Why OpenTelemetry instrumentation needs both eBPF and SDKs

Fabian Stäber

Edwin Onattu

•

2025-12-18•13 min

As a vendor-neutral open standard, OpenTelemetry has become the default choice for application instrumentation. However, it’s important to remember that OpenTelemetry isn’t a single technology — it’s an ecosystem. Under the hood, it provides multiple options for instrumenting your applications.

In this blog post, we explore two instrumentation approaches: OpenTelemetry eBPF Instrumentation and runtime-specific OpenTelemetry SDKs, like the OpenTelemetry Java agent.

We’ll explore the benefits of each option, how eBPF instrumentation and SDK instrumentation complement each other, and why we recommend a hybrid model, combining eBPF for comprehensive baseline metrics and SDKs for deeper insights.

SDKs and eBPF: A quick overview

Before we get into the differences between SDKs and eBPF for instrumentation, and why it’s beneficial to use both, here’s a brief overview of each technology.

SDKs

Software Development Kits (SDKs) are runtime-specific instrumentation tools provided by the OpenTelemetry community. SDKs provide auto-instrumentation features, like the OpenTelemetry Java agent, as well as APIs for manual instrumentation. The details of an SDK vary by programming language.

eBPF

Extended Berkeley Packet Filter (eBPF) is a feature of the Linux kernel for auto-instrumenting applications. It’s used by OpenTelemetry eBPF Instrumentation (OBI) and by Grafana Beyla, the open source eBPF-based, zero-code instrumentation tool.

Earlier this year, Grafana Labs donated Beyla to OpenTelemetry, under the OBI project name. As part of the donation, we also announced that Beyla will continue to exist as Grafana Labs’ distribution of the upstream OBI project.

The benefits of using eBPF and SDKs in parallel

Modern observability demands both breadth and depth, and no single instrumentation technique delivers it all. This is why our recommendation is a hybrid approach where you instrument backend services with eBPF and SDKs at the same time. This might sound counterintuitive at first, because the initial impulse is to avoid duplicate instrumentation. However, eBPF and SDKs are not alternatives to each other; they complement each other.

In their ObservabiltyCON 2025 presentation "Deploying OpenTelemetry with Grafana Cloud," Ted Young, Developer Programs Director at Grafana Labs and a co-founder of the OpenTelemetry project, and Edwin Onattu, Staff Product Manager at Grafana Labs, introduced the "Hierarchy of Observability Needs.” This hierarchy starts with infrastructure visibility at the bottom and leads up to custom metrics at the top.

Orange four-layer pyramid: bottom Infrastructure Visibility, Baseline Service Visibility, Deep Transaction Insights, top Custom Logic.

The instrumentation strategy presented in this post covers the top three layers: baseline service visibility, deep transaction insights, and custom logic. In the next sections, we’ll explain why we recommend eBPF for baseline service visibility, but recommend SDKs for deep transaction insights and custom logic.

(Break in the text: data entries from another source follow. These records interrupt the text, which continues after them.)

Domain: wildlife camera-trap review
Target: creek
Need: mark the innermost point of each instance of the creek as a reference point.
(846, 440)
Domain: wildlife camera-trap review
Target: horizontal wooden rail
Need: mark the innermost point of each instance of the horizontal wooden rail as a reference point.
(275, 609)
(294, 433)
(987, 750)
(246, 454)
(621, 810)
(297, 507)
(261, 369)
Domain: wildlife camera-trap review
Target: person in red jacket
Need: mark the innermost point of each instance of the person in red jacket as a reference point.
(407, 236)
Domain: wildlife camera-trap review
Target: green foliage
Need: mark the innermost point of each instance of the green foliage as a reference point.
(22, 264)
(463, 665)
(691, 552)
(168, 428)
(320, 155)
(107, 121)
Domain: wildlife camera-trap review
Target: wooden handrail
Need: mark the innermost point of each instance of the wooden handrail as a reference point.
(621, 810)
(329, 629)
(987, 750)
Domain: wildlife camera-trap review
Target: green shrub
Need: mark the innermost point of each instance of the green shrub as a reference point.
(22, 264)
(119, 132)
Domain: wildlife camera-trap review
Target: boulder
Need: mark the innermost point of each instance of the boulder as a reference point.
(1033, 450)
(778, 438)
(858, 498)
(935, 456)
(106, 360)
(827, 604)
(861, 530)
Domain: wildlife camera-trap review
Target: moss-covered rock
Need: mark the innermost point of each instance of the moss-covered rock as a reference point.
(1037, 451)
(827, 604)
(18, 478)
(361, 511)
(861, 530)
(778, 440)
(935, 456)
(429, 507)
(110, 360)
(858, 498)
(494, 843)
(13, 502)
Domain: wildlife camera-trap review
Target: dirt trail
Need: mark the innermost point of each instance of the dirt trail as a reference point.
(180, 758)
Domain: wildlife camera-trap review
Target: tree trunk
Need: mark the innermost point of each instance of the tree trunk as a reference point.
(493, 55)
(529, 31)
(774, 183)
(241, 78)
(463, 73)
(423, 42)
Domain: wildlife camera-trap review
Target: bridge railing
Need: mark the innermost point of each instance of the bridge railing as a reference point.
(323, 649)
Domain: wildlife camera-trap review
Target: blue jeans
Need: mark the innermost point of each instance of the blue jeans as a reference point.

Four reasons for choosing eBPF for comprehensive baseline metrics

At the foundational layer of an observability strategy, every system needs a dependable set of comprehensive baseline metrics. These are the universal signals that provide unified insights into service health and behavior at a fundamental level — and this is where eBPF-based instrumentation shines. Even when runtime-specific SDKs are available, relying on eBPF for this baseline offers clear advantages.

Here are four reasons why.

1. eBPF instrumentation is a platform feature

While SDK instrumentation is an application feature, eBPF instrumentation is a platform feature designed to be rolled out to all cluster nodes, such as a DaemonSet on Kubernetes. That way, it provides universal comprehensive baseline metrics for all applications installed on the cluster.

As eBPF operates on a network layer and not on the application layer, request rates, error rates, latencies, and service graphs become universally available independent of the programming language or runtime, and independent of how applications are deployed. This includes applications where no SDK is available, like legacy Java applications older than Java 8, or legacy Python applications older than Python 3.9.

2. eBPF metrics represent what clients see

eBPF instrumentation looks at applications from the outside, on the network level, while SDK instrumentation looks at internal behavior. This may result in significantly different data.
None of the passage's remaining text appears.